Overall, the EU Commission’s spring economic forecasts predict that the economy of the EU will continue to grow in 2022 and 2023. However, as the EU economy continues to show resilience, Russia’s war of aggression against Ukraine has created a new environment, exacerbating pre-growth headwinds that were previously predicted to subside. .
It also poses further challenges to the EU economies in relation to security of energy supply and dependence on fossil fuels from Russia. The European semester and the mechanism for recovery and resilience, at the heart of NextGenerationEUprovide solid frameworks to ensure effective policy coordination and address current challenges.
The recovery will continue to guide Member States’ investment and reform programs for years to come. It is the main tool for accelerating the green and digital dual transition and strengthening the resilience of Member States, including through the implementation of national and cross-border measures in line with REPowerEU.

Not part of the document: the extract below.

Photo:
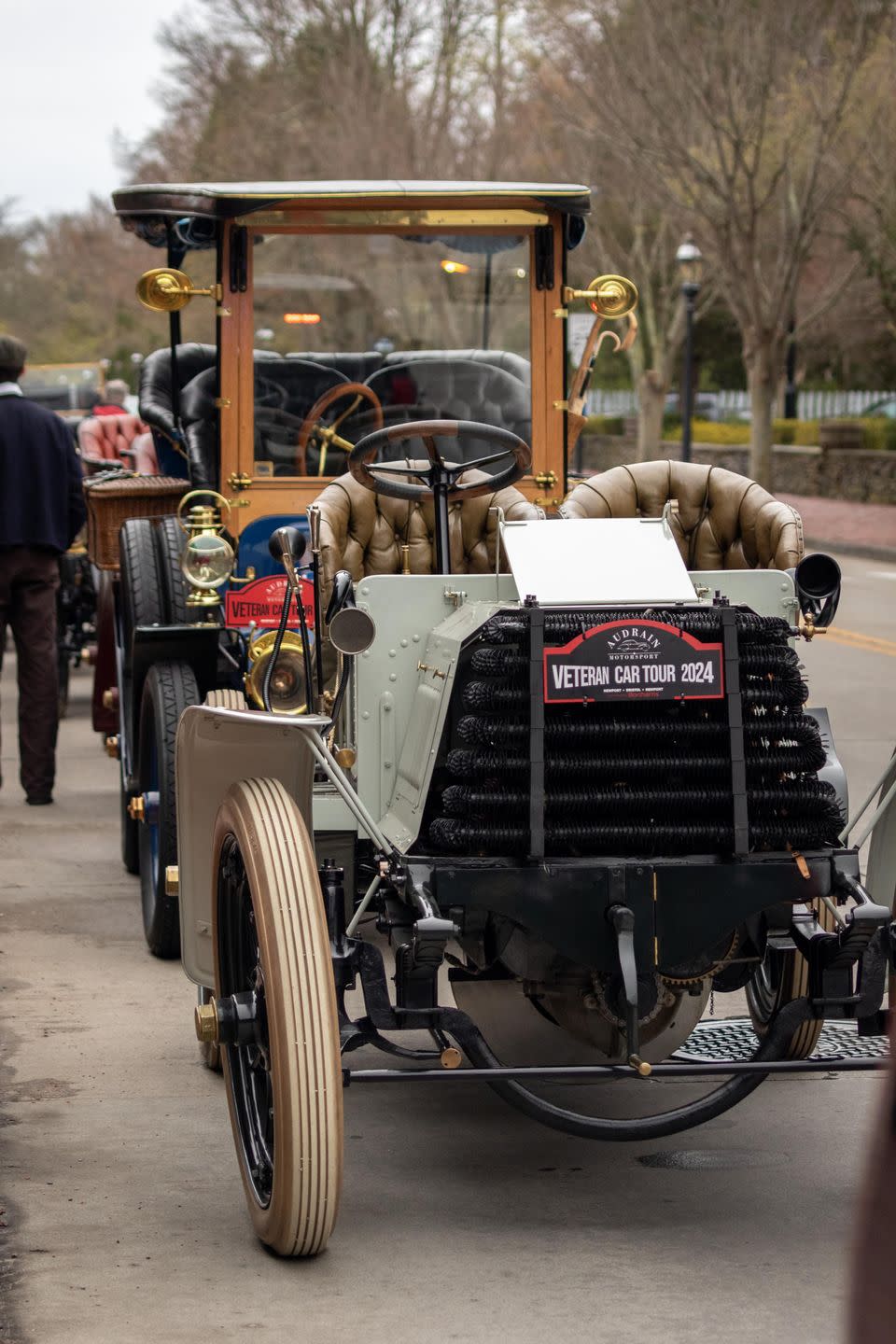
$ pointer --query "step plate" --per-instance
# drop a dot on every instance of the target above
(734, 1039)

In this regard, the specific nature of the macroeconomic shock caused by the Russian invasion of Ukraine, as well as its long-term implications for the EU’s energy security needs, require careful planning of the fiscal policy in 2023. Tax policy should broaden public investment for green and digital transition and energy security. Full and timely implementation of RRPs is key to achieving higher investment levels.
There budgetary policy should be prudent in 2023, controlling the growth of nationally funded primary current expenditure, while allowing automatic stabilizers to work and providing temporary and targeted measures to mitigate the impact of the energy crisis and to provide humanitarian assistance to people fleeing the country. Russian invasion of Ukraine.
Furthermore, Member States’ fiscal plans for next year should be anchored in prudent medium-term adjustment paths reflecting the sustainability challenges associated with high debt / GDP levels which have further increased due to the pandemic.